Les jardins des villas sont rénovés comme des vitrines de luxe ou ne vont pas tarder à l’être. La patrimonialisation avance. Au 666 de la rue ( nombre maudit ou diabolique car il singe deux fois en le doublant le nombre de la Trinité) une plaque commémorative apposée sur la façade d’un vilain bureau de stockage de paquets envahissants remémore le site de BaoLi Tang ( la compagnie de production de cinéma ? ou quelque célébrité beaucoup plus ancienne ? . Impossible de lire et traduire les caractères chinois sur la photo.)
La rue ChangLe approche de la station Changshu Road sur la ligne 7, nous sommes en pleine ancienne Concession Française. Un mélange de boutique de luxe et d’échoppes Des feuilles non balayées s’entassent sur les tuiles dans un négligé savant qui tutoient des gros tuyaux d’aération dans les toitures, les arrières-balcons. Ferronneries dorées, villas opulentes. Les arbres qui ne sont pas des platanes, font l’objet d’un soin méticuleux des racines à leur cœur cimentés.
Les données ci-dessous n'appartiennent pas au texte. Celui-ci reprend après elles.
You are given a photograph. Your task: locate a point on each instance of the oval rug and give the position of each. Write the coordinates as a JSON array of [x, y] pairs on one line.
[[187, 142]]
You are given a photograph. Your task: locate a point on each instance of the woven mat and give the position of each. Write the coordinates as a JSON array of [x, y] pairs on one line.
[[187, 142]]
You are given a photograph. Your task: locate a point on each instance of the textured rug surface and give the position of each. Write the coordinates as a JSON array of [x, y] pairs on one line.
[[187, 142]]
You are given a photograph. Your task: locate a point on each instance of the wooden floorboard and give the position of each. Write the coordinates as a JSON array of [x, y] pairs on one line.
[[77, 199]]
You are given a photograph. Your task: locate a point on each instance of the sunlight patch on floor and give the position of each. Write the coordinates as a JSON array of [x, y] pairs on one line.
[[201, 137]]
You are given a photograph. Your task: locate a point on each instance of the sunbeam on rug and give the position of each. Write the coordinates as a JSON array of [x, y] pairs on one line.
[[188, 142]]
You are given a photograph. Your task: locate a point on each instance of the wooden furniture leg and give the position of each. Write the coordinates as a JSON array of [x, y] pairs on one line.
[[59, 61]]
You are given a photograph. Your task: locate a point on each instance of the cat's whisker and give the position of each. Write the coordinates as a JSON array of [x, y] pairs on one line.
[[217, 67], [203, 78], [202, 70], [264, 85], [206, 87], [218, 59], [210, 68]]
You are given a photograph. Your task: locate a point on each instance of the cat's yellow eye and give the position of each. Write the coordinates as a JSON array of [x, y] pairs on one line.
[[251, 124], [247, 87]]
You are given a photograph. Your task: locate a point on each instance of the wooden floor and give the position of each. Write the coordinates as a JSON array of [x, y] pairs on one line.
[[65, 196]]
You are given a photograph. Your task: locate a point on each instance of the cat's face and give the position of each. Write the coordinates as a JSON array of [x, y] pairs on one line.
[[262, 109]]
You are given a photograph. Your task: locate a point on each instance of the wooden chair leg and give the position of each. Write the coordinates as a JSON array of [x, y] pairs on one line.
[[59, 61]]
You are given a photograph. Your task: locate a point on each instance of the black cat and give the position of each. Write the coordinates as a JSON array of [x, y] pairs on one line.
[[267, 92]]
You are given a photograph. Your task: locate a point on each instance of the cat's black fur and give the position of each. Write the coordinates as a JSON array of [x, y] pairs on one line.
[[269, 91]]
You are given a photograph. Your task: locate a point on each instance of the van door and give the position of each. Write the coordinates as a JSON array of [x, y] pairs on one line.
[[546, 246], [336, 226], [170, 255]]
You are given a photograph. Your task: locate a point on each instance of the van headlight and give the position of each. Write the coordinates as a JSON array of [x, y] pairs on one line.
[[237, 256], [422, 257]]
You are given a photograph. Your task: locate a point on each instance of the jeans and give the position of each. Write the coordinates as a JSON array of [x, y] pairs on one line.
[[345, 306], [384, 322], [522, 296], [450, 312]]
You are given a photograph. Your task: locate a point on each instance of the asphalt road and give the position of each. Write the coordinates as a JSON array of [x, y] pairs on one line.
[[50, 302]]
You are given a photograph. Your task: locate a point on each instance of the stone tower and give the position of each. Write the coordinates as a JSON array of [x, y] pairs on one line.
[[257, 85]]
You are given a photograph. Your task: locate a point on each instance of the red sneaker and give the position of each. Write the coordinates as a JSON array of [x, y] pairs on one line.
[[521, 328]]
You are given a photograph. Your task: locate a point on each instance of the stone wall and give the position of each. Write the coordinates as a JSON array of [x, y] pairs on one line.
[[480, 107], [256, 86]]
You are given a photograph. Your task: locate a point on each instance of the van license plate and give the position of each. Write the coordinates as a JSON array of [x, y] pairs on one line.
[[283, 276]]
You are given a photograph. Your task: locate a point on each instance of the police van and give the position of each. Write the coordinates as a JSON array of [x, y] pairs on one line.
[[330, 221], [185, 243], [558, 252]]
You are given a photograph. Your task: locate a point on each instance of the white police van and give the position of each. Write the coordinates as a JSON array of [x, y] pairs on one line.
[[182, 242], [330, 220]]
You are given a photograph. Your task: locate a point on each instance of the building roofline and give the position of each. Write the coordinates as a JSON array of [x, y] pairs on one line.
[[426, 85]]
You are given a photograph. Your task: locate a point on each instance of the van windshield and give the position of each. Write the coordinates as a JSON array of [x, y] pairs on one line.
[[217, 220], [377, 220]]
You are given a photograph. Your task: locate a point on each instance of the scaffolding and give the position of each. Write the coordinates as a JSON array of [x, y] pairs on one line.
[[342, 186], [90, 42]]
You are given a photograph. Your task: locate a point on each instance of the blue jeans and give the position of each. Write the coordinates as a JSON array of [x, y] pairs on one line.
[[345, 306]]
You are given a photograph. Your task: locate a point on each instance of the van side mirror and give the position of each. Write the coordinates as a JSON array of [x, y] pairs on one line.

La rue finit en mur de fleurs tout récent. Des fleurs petites, très soignées. Comme Huashan, la rue dans laquelle elle donne de plus en plus fleurie elle aussi.
Exploration urbaine du 7 mars 2026, par Yann Moulier Boutang (photos et commentaires), en compagnie de Jean-Pierre Caliste et Paul Devautour.
Yann Moulier Boutang est économiste, professeur émérite de l’Université de Technologie de Compiègne-Alliance Sorbonne Université, président de l’association Multitudes et co-directeur de la revue homonyme. Il réside deux mois par an à Shanghai pour ses cours à l’UTSEUS (université sino-européenne de Technologie, Shanghai université).